Assim, é preciso encontrar uma maneira de integrar a palavra ao filme e não ao mundo filmado, seja ao plano em que ela é enunciada ou à uma sequência anterior ou subsequente. Na cena do hangar em Portas da Noite, a falha do texto de Prévert (no diálogo entre Yves Montand e Nathalie Nattier) é evocar um imaginário exterior ao filme, como em uma narrativa teatral.  Já a sequência de O Crime de Monsieur Lange, na qual René Lefèvre relata a Maurice Baquet como passou sua manhã de domingo, é excelente pela dupla razão de aludir diretamente a uma outra cena e porque esse relato é mentira. Não se mente o suficiente no cinema, exceto talvez nas comédias (pode-se considerar que René Clair, Lubitsch e Capra dirigiram os filmes de maior valor do período entre 30 e 40, as raras obras que não nos forçam à nostalgia pelo cinema mudo). Para atenuar ou controlar a potência formidável da palavra não é necessário, como se acreditou, tornar a sua significação indiferente, mas enganosa. No teatro, nunca se mente. Isto é, seja na tragédia ou na comédia, a palavra nunca é simplesmente modo de ação de um personagem sobre os demais e sempre possui um valor intrínseco – ou atemporal se preferirem. Não há lugar no teatro para aquela ambiguidade própria aos diálogos de Dostoievski, Balzac ou Faulkner. Por outro lado, encontramos essa ambiguidade nos melhores filmes realizados nos últimos dez anos: A Regra do Jogo de Renoir, As Damas do Bois de Boulogne de Bresson/Cocteau, na obra de Preston Sturges, em alguns policiais americanos como O Falcão Maltês de Huston/Hammett ou À Beira do Abismo de Hawks/Faulkner. Em Orson Welles, esse hiato entre a significação da palavra e a do elemento visual, o contraponto entre texto e película (que é totalmente diferente do contraponto sonoro outrora preconizado por Pudovkin e Eisenstein) tende a seguir a via do comentário. Nos últimos anos, diretores muito diversos têm usado com frequência esse procedimento – talvez um pouco simplório – evidenciando a inegável necessidade de restituir à palavra a sua função legítima dentro de um filme.

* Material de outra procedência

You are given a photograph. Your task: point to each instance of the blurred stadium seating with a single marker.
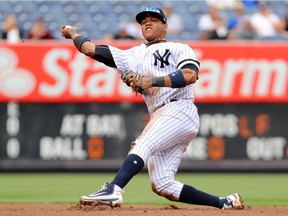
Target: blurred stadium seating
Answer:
(97, 18)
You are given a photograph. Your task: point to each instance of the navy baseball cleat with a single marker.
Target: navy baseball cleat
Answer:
(233, 201)
(109, 194)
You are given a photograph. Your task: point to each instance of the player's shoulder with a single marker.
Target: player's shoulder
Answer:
(178, 45)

As Damas do Bois de Boulogne (Les Dames du bois de Boulogne, Robert Bresson, 1945)

A distinção que podemos estabelecer entre o cinema e o teatro não recai de forma alguma sobre a importância respectiva que cada um confere à palavra. Temos, sobre os cineastas de 1930, a imensa vantagem de não sermos mais assombrados pelo espectro do teatro filmado e será possível, de agora em diante, dedicar toda a nossa atenção ao problema essencial: escrever diálogos realmente feitos para o filme no qual terão lugar. Isto pressupõe, da parte dos dialoguistas, um conhecimento perfeito da linguagem visual com a qual o diretor pretende se expressar e, da parte do segundo (caso não sejam a mesma pessoa, como desejável), a disposição para considerar a palavra como parte constitutiva de sua obra.

Até tempos recentes, enquanto se contentava em adaptar de forma mais ou menos hábil os procedimentos que outrora compensaram a ausência das palavras, não se podia dizer que havia um verdadeiro estilo do cinema falado. Para a elaboração desse estilo, deverão ser aproveitadas as explorações das vanguardas dignas desse nome, apesar das dificuldades materiais. Já esperamos demais pela prova de que a era do cinema falado já começou.

Le Temps Modernes, setembro de 1948 (Retirado da coleção Le Goût de la beauté, Cahiers du cinéma, 2004)                              

Conto de Verão (Conte d’été, Éric Rohmer, 1996)


[1] Na verdade, o artigo é assinado por Maurice Schérer, que só passaria a usar ‘Éric Rohmer’ a partir de 1955, já na Cahiers du Cinéma.

[2] O texto foi originalmente publicado em 1948.